The scholar Conrad Pellikan (1478–1556) collected the remaining church books since 1531 in the Grossmünster. With the private library left by Ulrich Zwingli after his death in 1531, which bought the pen from the widow, Pellikan set up the reformed monastery library and cataloged its book holdings in book form. Based on this, most of the books at the time (manuscripts, incunabula and old prints) (74%) could be found and identified in the holdings of the Zurich Central Library. It follows that the book destruction mainly affected liturgical books.

Individual evidence

  1. ^ Gerold Edlibach : Notes on the Zurich Reformation 1520–1526. Autograph in the Zurich Central Library, manuscript department, Ms. L 104; Text edition by Peter Jezler in: Bilderstreit, Kulturwandel in Zwingli's Reformation. Edited by Hans-Dietrich Altendorf, Peter Jezler; Theologischer Verlag, Zurich 1984, ISBN 3-290-11555-0 , pp. 45–74, quotation p. 65.
  2. Anna Maria Stützle-Dobrowolska: What paper bindings pass on to us about the book treasures of the pre-Reformation Grossmünsterstift. In: Zürcher Taschenbuch 2014, Zurich 2013, pp. 57–100, ill.

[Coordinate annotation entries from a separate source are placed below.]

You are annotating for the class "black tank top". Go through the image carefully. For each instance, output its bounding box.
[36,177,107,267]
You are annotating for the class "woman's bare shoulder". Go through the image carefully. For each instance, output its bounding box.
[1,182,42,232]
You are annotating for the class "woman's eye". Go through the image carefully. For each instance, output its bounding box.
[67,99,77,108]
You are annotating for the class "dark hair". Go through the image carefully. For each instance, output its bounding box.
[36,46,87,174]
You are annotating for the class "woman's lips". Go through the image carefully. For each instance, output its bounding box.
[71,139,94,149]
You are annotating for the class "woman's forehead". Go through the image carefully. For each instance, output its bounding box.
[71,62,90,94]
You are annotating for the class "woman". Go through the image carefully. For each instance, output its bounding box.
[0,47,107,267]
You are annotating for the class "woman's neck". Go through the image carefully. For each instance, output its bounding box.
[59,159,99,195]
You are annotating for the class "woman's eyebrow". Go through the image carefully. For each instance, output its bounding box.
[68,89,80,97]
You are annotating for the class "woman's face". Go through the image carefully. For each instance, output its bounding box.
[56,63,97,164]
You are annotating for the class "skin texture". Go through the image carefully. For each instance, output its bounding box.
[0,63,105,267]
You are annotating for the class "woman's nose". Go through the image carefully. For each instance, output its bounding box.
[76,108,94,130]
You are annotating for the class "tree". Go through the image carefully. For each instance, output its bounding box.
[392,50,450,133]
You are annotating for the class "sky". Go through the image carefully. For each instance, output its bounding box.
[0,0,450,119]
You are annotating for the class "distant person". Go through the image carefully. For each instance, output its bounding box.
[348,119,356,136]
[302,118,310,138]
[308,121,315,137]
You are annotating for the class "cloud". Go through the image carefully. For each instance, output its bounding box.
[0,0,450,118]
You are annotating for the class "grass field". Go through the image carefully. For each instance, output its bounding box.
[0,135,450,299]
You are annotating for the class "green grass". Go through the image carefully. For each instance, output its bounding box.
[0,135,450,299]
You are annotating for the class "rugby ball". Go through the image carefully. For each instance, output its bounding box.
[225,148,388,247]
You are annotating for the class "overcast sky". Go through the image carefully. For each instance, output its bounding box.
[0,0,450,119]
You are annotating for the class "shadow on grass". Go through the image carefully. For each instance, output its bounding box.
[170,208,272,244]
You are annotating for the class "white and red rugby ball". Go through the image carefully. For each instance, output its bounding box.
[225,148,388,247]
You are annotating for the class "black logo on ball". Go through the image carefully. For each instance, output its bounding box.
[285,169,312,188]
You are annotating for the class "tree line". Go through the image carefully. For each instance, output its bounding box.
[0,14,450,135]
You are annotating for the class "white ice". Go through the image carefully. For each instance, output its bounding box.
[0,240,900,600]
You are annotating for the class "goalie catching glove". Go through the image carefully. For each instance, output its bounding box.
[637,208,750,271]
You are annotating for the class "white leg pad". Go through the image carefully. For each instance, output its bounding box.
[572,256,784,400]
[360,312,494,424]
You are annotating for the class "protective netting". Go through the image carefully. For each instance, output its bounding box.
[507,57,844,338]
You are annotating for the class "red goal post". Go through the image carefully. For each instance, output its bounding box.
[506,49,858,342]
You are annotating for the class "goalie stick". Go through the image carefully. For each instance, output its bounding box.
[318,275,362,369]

  3. Martin Germann: The Reformed Abbey Library at the Grossmünster Zurich in the 16th century and the beginnings of the modern bibliography: Reconstruction of the book inventory and its origin, the book layout and the library room, with an edition of the library catalog from 1532/1551 by Conrad Pellikan. Harrassowitz, Wiesbaden 1994 (= contributions to books and libraries ; 34), ISBN 3-447-03482-3 , pp. 103-108.